Among such projects are rural electrification and vital infrastructure, he said.
But DAP-funded projects tainted with graft and corruption, especially those that went through nongovernment organizations, should be excluded from the supplemental budget, Evardone said.
Funding could be sourced from savings from the efficient implementation of projects, “or the funds intended for DAP projects can also be realigned,” he said.
“Congress should exercise its constitutional power to appropriate funds,” he said.
Such a budget can be put together when funds are actually available as certified by the national treasurer; when new revenue sources can support additional budgetary requirements, and when it is urgently needed, such as in times of public calamity.
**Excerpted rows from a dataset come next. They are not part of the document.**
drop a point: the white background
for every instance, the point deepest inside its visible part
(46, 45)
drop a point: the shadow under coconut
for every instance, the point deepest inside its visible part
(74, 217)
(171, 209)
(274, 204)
“Technically, lawyers in the [Liberal Party] are saying that nothing in the Supreme Court ruling prevents Congress from actually using savings,” Baguilat said. “That’s allowed as long as there is an appropriation.”
Used to lobby
Sen. Sonny Angara said lawmakers were likely to be more involved in the budget process following the Supreme Court’s DAP ruling, and if their projects would be specified in the budget, there would be a greater chance for the public to see if public funds were properly used.
“The legislators may be more active as a result of the ruling, which in a sense reinstated the power of appropriation. [We hope], these developments will lead to greater transparency and accountability in government budgeting,” Angara said.
He noted that before, lawmakers lobbied the administration for funding for their projects and for their districts, but the process was unknown to the public.
Going by the corruption scandals, “budgetary lump sums” and “unaccountable discretion” lead to graft and corruption, he said.
With the DAP ruling prohibiting cross-border transfer of savings, Angara said he expected that the executive’s budget proposal would be more precise.
He said he also expected the executive to be more precise in target setting, in view of the court’s ruling that unprogrammed funds could not be spent until there was a certified surplus of government revenue over the targets.
Congress is expected to tackle Malacañang’s 2015 budget proposal soon after the President’s State of the Nation Address later this month.
The 2015 budget would no longer have the Priority Development Assistance Fund (PDAF), which the Supreme Court struck down last year amid the pork barrel scandal allegedly masterminded by businesswoman Janet Lim-Napoles.